The club provided shirts, Winston Maunder said they started with red and white, but this was soon changed to blue, which they stuck to for many years. Not all the players had boots, but those who didn't, played in their hob nailed working boots, and those without shorts played in long trousers. Shin pads were rolled-up magazines or newspapers, and the ball was heavy stitched leather, although Ray Grant recalls that Archie Rowcliffe (remembered as a hard man at centre half) could still kick a ball from one end of the pitch to the other.

Until the 1939/45 war the Club was in the North Devon League, playing teams like Swimbridge, Filleigh, Chumleigh, Chawleigh, Rackenford and Anstey. During one match at Anstey the hunt appeared and the referee stopped the game so that all could have a good view of hounds and riders. There was also the occasional match against Drayford United (down the road from Witheridge) in the river bottoms by the Little Dart River. Four families provided most of the Drayford players, Gards, Stonemans, Venners and Woollacotts.
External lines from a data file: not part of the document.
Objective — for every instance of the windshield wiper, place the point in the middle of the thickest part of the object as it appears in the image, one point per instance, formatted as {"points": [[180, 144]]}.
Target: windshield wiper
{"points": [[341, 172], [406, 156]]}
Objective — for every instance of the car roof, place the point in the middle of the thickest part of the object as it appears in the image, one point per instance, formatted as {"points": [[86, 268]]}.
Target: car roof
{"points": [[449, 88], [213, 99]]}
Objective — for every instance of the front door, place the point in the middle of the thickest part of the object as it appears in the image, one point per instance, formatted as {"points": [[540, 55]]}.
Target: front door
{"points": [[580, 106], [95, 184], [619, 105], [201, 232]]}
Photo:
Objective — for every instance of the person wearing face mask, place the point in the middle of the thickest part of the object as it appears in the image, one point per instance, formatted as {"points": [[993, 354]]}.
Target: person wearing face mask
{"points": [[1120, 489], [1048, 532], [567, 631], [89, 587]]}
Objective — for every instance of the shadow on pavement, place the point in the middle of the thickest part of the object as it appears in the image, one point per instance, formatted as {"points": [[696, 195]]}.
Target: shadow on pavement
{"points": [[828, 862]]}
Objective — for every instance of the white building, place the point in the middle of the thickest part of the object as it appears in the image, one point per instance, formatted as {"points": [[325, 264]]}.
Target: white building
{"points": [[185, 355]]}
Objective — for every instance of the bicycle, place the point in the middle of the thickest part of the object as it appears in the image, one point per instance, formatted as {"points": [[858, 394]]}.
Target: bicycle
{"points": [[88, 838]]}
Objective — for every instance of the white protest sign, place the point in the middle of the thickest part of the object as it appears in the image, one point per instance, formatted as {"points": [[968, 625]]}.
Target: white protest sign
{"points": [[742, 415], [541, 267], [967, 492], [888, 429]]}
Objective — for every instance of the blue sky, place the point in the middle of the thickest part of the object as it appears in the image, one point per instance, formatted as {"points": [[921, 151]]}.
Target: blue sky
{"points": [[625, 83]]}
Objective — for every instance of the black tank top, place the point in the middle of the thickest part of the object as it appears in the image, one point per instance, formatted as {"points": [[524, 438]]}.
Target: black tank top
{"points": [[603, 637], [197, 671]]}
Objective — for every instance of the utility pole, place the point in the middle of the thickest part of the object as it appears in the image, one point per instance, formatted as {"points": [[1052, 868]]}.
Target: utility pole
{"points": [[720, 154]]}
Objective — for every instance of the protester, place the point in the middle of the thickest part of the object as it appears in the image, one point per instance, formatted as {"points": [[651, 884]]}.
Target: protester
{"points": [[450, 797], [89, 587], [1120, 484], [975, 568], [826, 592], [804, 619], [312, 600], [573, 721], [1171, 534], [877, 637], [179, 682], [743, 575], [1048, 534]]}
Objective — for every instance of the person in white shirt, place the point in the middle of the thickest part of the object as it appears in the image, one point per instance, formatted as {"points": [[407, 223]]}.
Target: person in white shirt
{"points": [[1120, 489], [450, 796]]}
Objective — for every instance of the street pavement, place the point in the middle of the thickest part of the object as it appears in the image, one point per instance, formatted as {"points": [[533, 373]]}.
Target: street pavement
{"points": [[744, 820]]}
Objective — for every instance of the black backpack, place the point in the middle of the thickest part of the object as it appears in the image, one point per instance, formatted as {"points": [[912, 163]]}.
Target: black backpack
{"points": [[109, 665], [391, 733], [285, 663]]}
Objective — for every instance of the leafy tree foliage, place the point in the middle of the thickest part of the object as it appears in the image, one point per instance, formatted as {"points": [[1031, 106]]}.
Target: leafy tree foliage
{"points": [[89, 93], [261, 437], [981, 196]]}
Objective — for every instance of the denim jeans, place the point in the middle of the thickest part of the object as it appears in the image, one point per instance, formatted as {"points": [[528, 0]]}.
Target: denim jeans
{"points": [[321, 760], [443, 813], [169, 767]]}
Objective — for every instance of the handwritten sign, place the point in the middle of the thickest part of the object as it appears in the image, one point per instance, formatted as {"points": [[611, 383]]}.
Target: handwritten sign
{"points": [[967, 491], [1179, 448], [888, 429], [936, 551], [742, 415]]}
The fact that Witheridge had a team sparked off great enthusiasm amongst the youngsters. Les Bourne recalls that the boys were allowed to join in the pre match kick about on condition that they acted as ball boys during the match. If they were slow at this they were sent home. Apart from match days they would play anywhere with pickup sides and folded jackets for goals. If they were lucky they'd have an old leather ball that the club had finished with; when it became unstitched, Joe Churchill, the saddler in the Pound House, would sew it up for them. Bert Knight had a ball for his sons, and he allowed the lads to borrow, but, if all else failed they would go to Reg Rodd, the butcher, for a pig's bladder which they could blow up and tie with string. The Square and Market Field were favourite places until the end of the twenties, when the Witheridge and Thelbridge playing field opened at the top of the village, and here they would play until it was dark.